このような事業環境の中、当社はセキュアクラウドシステム事業において、クラウド基盤構築サービスの販売を軸に医療業界や製造業界の新規顧客開拓などに取り組むとともに、エンジニア採用活動を中心とした人財採用・育成戦略を推進しました。一方、エモーショナルシステム事業においては大手通信事業者との協業を推進するとともに、企業向けメタバースの販売に注力しました。
しかしながら、セキュアクラウドシステム事業において前期から継続している特定案件が長期化した影響により、売上高も利益も大きく落ち込むこととなりました。
その結果、当第2四半期累計期間における売上高は908,351千円(前年同期比19.5%減)、営業損失は55,698千円(前年同四半期は営業利益137,809千円)、経常損失は60,967千円(前年同四半期は経常利益138,545千円)、四半期純損失は42,047千円(前年同四半期は四半期純利益96,783千円)となりました。
なお、通期の見通しにつきましては、先に開示したSaaS用プライベートクラウド基盤の大型案件(大型受注に関するお知らせ 2023年4月28日 適時開示)の下期業績への寄与が見込まれる一方で、長期化している特定案件の解決時期の影響も想定し、業績予想を据え置きとしています。
セグメントごとの経営成績は次のとおりです。
(セキュアクラウドシステム事業)
当社の属する情報通信業界では、国策によるDX(デジタルトランスフォーメーション)の推進や企業の人手不足による業務効率化の需要拡大、IoTやAIの企業利用などを背景に、SaaSやクラウドの利用を拡大する傾向が社会全体で継続しています。加えて、サプライチェーンや病院、公共機関などを標的としたサイバー攻撃が相次いだことや、大手通信事業者の連携による通信障害の予防対策が注目を浴びるなど、情報システムの防御と回復(レジリエンス)は企業の垣根を越えた業界全体の課題として認識されるようになり、経営者の課題としても一層重要性を増しています。
このような中、当社は前期よりスライドした特定案件(製造業向けのVDI構築案件)の完成に向けて、経験豊富なエンジニアを重点的に投入するとともに、クラウド基盤構築サービスの提供を軸に、地域の中核病院への営業活動やパートナーとの協業による製造業界への新規顧客開拓に取り組みました。
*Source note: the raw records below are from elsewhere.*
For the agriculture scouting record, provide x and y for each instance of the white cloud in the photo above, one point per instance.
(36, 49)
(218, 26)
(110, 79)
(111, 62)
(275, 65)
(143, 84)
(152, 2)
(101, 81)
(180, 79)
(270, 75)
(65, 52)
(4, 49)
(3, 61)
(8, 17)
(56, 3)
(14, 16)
しかしながら、新たに発生した技術的問題によって特定案件の対応が長期化し、その影響で他の事業展開がやや手薄になり売上が伸び悩みました。また、第3四半期から第4四半期にかけて見込まれる特定案件の売上原価の増加額を前もって組み込んだことにより、受注損失引当金を49,290千円計上し、利益を大きく毀損することとなりました。
その結果、セキュアクラウドシステム事業の売上高は862,078千円(前年同期比23.4%減)、セグメント利益は60,806千円(前年同期比76.8%減)となりました。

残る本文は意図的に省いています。